The team found unusual compounds -- iron sulfides and magnetite -- that are
commonly produced by anaerobic bacteria and other microscopic organisms on
Earth. The compounds were found in locations directly associated with the
fossil-like structures and carbonate globules in the meteorite. Extreme conditions --
conditions very unlikely to have been encountered by the meteorite -- would have
been required to produce these compounds in close proximity to one another if life
were not involved.

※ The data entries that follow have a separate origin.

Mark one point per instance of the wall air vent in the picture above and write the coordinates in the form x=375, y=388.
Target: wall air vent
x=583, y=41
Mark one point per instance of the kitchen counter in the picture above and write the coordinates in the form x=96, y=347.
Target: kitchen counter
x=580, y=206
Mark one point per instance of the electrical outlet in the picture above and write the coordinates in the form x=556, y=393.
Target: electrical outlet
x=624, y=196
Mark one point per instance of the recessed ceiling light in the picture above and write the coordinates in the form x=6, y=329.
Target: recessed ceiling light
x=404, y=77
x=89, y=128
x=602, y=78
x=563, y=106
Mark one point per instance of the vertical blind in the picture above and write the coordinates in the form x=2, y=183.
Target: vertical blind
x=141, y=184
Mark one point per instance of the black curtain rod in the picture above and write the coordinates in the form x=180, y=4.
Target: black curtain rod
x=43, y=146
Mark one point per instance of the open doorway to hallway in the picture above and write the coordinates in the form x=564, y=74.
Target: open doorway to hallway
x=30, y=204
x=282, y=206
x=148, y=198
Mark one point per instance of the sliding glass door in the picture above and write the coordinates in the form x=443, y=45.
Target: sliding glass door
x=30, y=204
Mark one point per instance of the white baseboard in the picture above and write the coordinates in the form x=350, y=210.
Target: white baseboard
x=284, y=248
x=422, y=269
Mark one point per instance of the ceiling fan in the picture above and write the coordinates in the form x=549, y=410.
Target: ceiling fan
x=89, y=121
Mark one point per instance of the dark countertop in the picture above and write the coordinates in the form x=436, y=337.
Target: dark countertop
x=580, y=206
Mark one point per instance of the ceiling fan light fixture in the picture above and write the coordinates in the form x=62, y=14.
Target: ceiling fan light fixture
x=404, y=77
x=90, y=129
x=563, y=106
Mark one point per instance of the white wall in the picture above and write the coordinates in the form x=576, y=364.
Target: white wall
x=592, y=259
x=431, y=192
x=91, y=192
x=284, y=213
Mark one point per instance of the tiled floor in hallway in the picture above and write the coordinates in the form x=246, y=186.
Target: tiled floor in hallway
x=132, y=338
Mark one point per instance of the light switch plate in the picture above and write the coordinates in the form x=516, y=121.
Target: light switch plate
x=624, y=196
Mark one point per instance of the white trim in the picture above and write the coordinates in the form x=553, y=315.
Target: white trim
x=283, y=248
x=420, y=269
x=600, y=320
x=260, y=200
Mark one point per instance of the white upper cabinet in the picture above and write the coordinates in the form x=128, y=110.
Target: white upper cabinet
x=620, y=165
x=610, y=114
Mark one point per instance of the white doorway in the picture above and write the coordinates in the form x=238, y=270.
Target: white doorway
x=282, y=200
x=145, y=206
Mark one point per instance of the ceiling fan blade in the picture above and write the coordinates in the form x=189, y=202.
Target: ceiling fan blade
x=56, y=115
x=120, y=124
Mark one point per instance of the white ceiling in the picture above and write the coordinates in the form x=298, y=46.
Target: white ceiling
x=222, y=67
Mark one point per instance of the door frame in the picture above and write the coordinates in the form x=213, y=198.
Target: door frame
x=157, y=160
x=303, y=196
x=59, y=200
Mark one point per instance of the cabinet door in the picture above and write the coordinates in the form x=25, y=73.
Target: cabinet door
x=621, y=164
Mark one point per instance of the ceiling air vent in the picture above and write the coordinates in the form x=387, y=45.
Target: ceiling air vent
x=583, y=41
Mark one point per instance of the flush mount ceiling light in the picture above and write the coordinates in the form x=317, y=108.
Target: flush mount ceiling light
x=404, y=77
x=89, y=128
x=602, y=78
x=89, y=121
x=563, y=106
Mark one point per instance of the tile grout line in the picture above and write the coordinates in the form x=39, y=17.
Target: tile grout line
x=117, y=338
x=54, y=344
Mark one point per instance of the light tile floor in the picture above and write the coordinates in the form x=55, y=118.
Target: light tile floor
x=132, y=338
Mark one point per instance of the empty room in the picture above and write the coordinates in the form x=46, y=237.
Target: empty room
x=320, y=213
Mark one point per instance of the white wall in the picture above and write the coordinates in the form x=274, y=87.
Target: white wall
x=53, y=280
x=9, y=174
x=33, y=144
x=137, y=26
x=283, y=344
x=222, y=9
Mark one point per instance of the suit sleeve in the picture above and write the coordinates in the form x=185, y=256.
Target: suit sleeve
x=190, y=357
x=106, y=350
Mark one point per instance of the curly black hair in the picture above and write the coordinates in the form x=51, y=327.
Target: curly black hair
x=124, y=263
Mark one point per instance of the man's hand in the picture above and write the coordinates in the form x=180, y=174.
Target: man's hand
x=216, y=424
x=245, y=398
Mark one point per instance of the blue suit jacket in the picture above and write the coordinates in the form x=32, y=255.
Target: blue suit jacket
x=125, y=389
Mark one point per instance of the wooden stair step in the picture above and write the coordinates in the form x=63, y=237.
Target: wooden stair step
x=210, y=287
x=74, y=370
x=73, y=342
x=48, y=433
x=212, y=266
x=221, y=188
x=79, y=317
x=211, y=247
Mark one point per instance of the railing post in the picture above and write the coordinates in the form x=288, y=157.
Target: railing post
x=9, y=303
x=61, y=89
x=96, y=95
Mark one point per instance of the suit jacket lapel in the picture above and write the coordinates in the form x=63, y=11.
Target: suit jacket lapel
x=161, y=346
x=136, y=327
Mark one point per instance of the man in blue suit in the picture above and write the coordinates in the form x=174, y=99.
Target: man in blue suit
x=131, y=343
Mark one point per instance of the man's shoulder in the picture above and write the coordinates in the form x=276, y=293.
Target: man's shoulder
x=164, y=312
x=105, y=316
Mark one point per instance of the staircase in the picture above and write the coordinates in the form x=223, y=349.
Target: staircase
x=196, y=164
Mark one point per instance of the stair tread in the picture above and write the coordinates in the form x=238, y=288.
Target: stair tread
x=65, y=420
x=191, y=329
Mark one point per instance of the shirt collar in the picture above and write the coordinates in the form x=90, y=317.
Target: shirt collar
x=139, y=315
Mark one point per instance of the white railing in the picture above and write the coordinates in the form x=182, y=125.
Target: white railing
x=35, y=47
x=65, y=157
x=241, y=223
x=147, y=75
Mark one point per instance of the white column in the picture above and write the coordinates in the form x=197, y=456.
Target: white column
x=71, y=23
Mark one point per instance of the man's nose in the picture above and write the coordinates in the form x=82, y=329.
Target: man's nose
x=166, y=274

The carbonate also contained tiny grains of magnetite that are
almost identical to magnetic fossil remnants often left by certain bacteria found on
Earth. Other minerals commonly associated with biological activity on Earth were
found in the carbonate as well.

The formation of the carbonate or fossils by living organisms while the meteorite was
in the Antarctic was deemed unlikely for several reasons. The carbonate was age
dated using a parent-daughter isotope method and found to be 3.6 billion years old,
and the organic molecules were first detected well within the ancient carbonate. In
addition, the team analyzed representative samples of other meteorites from
Antarctica and found no evidence of fossil-like structures, organic molecules or
possible biologically produced compounds and minerals similiar to those in the
ALH84001 meteorite. The composition and location of PAHs organic molecules
found in the meteorite also appeared to confirm that the possible evidence of life
was extraterrestrial. No PAHs were found in the meteorite's exterior crust, but the
concentration of PAHs increased in the meteorite's interior to levels higher than ever
found in Antarctica. Higher concentrations of PAHs would have likely been found
on the exterior of the meteorite, decreasing toward the interior, if the organic
molecules are the result of contamination of the meteorite on Earth.